Pharmaceutical prescribing reference guide

The Monthly Index of Medical Specialities or MIMS is a pharmaceutical prescribing reference guide published in the United Kingdom since 1959 by Haymarket Media Group. MIMS is also published internationally by various organizations, including in Australia, New Zealand, China, Hong Kong, India, Indonesia, Japan, Korea, Malaysia, Myanmar, the Philippines, Singapore, Taiwan, UAE Thailand, and Vietnam.

The UK guide contains information about branded and generic drugs in the UK formulary. The print title is published quarterly, freely available to all practice-based UK general practitioners, and on a paid basis to subscribers. An online version is available, with all drug listings available to view for free.

Concise drug monographs form the core of MIMS; these include safety information, details of the active ingredient, presentation, price, indication, dosage and manufacturer. In addition, the book includes drug comparison tables, and summaries of clinical guidance.
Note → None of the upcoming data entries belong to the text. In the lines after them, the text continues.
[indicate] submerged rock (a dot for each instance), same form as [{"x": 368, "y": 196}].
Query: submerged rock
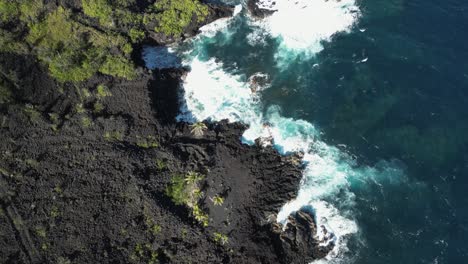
[
  {"x": 298, "y": 241},
  {"x": 261, "y": 9}
]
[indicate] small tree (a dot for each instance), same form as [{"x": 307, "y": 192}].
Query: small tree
[
  {"x": 198, "y": 129},
  {"x": 217, "y": 200},
  {"x": 193, "y": 177}
]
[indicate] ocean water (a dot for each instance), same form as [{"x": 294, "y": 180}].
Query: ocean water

Drugs that are blacklisted (not prescribable on the NHS in the UK edition or approved by the TGA in Australia, etc.) or unlicensed are not included in the guide, nor does it provide information about off-label use.

== Publications ==
Haymarket Group also publishes trade magazines.

== Conferences ==
Several one-day clinical conferences are held each year on topics such as dermatology, women's health, diabetes, and respiratory disease.

== MIMS Learning ==
MIMS Learning is an educational website for general practitioners and nurses offering clinical education modules. The website also has an integrated magazine, also named MIMS Learning.